The urge to stuff myself

  • Hi everybody
    I have this uncontrollable urge to stuff myself a few days after I have been on plan. I usually do this when I am not hungry or just a little hungry and can take care of it with a banana or piece of fruit. It's like I can't stop thinking about it until I am stuffed. It causes me to gain rapidly and it is such a downer. What can I do to stop this cycle?
  • I have this problem too, I think it's a reward mechanism or a sense of false security along the lines of "I've been good for such-and-such time, time to reward myself or it won't hurt just once"

    I've found that either 1) caving a little bit, like having ONE slice of pizza and giving the rest to my upstairs neighbours or fiance

    or 2) rewarding myself with something other than food, ie: make up or some fun activity

    works pretty good for me.
  • Try sitting somewhere quiet and exploring what you are actually feeling. Like naming your thoughts and the sensations in your body "stomach sensations, chest tightening, thought that I have to eat food, thought that the only cure for this is food, thought that I must make this sensation go away."

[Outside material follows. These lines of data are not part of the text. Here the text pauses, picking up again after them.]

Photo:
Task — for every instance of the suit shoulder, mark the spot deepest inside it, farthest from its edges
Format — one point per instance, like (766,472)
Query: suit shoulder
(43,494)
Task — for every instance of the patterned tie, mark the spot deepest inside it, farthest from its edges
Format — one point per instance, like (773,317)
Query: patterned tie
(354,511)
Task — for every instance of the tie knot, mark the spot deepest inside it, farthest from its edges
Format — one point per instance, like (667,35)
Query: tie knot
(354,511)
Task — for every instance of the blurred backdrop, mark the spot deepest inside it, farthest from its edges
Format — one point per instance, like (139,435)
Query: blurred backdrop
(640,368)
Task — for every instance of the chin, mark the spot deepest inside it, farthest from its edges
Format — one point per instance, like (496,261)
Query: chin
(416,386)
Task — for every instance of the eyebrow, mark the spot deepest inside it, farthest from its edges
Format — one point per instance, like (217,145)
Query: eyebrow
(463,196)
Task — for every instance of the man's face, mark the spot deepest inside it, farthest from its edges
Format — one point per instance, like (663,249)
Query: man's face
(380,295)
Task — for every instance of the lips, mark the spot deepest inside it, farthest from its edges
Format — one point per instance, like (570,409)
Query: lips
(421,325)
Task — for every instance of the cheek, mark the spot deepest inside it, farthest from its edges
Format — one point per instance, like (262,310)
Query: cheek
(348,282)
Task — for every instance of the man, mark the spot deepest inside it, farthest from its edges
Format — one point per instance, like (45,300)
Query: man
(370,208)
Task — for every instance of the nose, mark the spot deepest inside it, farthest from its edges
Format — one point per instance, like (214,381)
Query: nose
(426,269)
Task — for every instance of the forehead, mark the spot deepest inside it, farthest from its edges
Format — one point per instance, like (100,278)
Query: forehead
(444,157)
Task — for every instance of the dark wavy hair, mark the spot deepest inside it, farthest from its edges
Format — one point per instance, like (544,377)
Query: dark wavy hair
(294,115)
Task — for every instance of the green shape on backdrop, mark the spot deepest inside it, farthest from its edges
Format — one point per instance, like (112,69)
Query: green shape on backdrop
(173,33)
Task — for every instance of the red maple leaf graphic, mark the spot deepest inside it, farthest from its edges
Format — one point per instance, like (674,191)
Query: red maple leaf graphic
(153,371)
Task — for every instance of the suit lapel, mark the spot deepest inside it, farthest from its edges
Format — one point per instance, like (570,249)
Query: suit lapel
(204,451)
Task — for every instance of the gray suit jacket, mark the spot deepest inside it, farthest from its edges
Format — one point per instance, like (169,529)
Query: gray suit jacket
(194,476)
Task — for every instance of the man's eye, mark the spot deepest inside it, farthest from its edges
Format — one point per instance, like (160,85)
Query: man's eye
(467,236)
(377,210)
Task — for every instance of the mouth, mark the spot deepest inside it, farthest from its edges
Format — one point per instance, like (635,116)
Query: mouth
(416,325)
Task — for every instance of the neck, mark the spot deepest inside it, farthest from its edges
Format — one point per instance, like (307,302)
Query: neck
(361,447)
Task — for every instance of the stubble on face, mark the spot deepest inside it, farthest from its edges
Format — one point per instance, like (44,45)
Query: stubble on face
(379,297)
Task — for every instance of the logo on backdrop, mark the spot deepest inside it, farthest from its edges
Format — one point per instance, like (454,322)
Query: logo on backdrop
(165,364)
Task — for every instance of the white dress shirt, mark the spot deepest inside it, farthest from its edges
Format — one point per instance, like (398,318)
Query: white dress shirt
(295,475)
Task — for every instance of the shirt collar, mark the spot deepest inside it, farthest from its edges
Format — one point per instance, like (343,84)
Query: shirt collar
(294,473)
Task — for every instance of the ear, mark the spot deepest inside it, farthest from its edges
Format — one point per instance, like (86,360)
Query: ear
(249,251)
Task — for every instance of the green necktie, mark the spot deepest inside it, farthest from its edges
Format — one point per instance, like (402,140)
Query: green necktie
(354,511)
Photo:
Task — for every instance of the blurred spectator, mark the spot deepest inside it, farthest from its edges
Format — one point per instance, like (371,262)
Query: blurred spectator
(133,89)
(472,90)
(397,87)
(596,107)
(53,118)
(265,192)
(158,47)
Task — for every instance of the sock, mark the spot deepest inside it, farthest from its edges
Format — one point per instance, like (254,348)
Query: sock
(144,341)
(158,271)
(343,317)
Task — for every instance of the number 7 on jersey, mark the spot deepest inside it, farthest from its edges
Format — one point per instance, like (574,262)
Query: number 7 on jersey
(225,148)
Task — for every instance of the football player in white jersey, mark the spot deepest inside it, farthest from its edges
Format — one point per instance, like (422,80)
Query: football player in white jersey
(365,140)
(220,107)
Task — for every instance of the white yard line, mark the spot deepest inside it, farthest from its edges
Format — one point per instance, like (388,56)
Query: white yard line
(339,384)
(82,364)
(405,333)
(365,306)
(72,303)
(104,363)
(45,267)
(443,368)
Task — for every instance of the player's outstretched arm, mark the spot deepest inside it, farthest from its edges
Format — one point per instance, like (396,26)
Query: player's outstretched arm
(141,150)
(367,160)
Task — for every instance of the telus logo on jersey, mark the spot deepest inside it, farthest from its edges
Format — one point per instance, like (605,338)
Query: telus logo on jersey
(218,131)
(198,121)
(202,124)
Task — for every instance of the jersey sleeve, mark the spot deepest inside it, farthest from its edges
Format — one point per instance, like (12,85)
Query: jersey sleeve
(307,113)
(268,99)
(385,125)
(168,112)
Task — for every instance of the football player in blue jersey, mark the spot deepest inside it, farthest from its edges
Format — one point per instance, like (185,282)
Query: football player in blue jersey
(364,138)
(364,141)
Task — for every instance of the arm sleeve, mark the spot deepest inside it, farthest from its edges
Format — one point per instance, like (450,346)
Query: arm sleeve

    Talk to yourself and say "these physical sensations cannot hurt me. I can handle them. These thoughts about food are not the truth."
  • Happens to me, when it does I tend to write down everything I am thinking at the time. I think that feeling stems from some insecurity or other emotion that I am simply not dealing with correctly.

    On top of that I go out and do something for myself as a treat that is completely unrelated to food. Like go buy some make up, predicted/manicure, new nail polish etc. Trying to rewire my brain to think rewards don't equal food.
  • Oh man I can totally relate here. Something that has really helped me is that I HAVE to write everything down BEFORE I eat it, no matter what. A lot of times, just getting the tracking book and opening it up is enough to make me change my mind.